I've also noticed that my cache hit rate is extraordinary now, which I assume is because humans read recent stuff and bots read the long-tail of old stuff.
As someone who does targeted scraping of forums, I can say having a good open API and caching is probably the best way to decrease load.
If you use Cloudflare, turn off their anti-bot stuff. It is far more efficient to let them just serve bots from the cache than having scrapers use tricks to bypass them and go directly to your origin server.
I designed most of, and built a chunk of, the WAF and firewall stuff at Cloudflare.

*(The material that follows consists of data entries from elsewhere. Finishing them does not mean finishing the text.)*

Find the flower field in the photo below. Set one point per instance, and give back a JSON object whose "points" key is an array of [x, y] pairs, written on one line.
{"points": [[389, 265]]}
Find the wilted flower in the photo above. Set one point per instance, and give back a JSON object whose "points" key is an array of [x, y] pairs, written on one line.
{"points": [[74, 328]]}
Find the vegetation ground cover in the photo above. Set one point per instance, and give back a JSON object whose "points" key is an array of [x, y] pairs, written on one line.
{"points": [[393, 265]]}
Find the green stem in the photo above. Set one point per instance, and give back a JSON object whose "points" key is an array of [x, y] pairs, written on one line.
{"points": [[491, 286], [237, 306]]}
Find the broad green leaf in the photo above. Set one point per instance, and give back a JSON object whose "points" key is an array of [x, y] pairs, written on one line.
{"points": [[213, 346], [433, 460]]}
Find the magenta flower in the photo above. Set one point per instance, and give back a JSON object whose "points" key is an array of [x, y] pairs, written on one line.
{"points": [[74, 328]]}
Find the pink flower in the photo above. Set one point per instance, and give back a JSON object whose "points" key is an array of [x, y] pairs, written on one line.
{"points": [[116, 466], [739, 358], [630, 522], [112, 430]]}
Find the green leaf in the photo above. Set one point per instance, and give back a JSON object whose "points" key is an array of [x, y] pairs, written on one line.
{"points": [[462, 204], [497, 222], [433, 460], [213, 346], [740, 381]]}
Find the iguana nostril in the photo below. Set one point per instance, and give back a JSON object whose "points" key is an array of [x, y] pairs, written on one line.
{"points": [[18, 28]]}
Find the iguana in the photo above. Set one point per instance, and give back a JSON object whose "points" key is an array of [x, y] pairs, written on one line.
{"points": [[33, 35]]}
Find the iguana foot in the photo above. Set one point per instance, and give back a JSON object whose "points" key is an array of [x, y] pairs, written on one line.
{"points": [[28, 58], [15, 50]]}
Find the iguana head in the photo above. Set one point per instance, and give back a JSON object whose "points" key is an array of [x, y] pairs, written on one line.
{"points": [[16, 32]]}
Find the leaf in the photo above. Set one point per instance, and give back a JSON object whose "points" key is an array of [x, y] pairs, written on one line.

That includes wirefilter (a wireshark display filter inspired firewall), and coupled with Cloudflare using maxmind you get to block ASNs in addition to other characteristics of the request.
With that context, I used bgp.he.net to look up the big ones I know and then wrote the rules.
You can try out our free IP to Country ASN database[0]. You can just grep the IP addresses by looking up the ASN or AS domains. Then just extract the IP address range and you should be good to go. [1]
The paid databases comes with AS type (hosting, ISP, business etc.) and we have a VPN detection database as well.
While I perfectly understand, I’m a bit worried about my own web browser ( Offpunk ) which uses python-requests and is thus very often associated with being a bot.
The browser has the goal of being light and downloading only the text and pictures (no css, no js). So we have the same goal here.
Shameless plug, if you do not want to spend the time aggregating all datacenter IP addresses you can use the IPDetective.io API to easily detect of an IP address comes from a datacenter, VPN, proxy or botnet.
It used to be that the cost of scraping came with the benefit of being search engine listed which drove traffic, but that feels less true than it used to (for a lot of reasons).
But now the cost of scraping doesn't feel in the favour of a website.
Scraping and bots are for search engines listing, technology tests / experiments, advert / audience measurements, brand protection, IP tracking, copyright enforcement, screenshots for links on other websites (i.e. Facebook), Pinterest linkbacks, training of LLMs (my hypothesis on Bing's massive increase), spam, etc, etc.
With the search engine value lowered by less traffic, yet a solid community still growing via word of mouth... the rest of those things offer no value to me or the community. So I asked the community, what do you want to do here? Leave them all? Ban some? Ban all? Some midway thing?
Almost unanimously the community (who fund the costs by donations, and at least 30% of all traffic and costs were known to be associated to bots) chose to block every bot.
So that's what we've done.
We've blocked every major hosting and Cloud ASN, or put a challenge up to the few known to be proxies (i.e. Google Data Saver), and we've blocked hundreds of bot user agents, we've blocked requests where no Accept header was present where it should be, we've blocked TLS ciphers that aren't modern web browsers — I looked at requests by Python, Go, Curl, Wget, etc... and blocked everything that obviously differed from a valid browser.
In the end we blocked about 40% of our traffic, and so far not a single real human has said (and it's a tight-knit but large community with lots of ways of contacting me) that they've had any issue at all.
We appear to have reduced our traffic and associated costs, with no loss to us at all.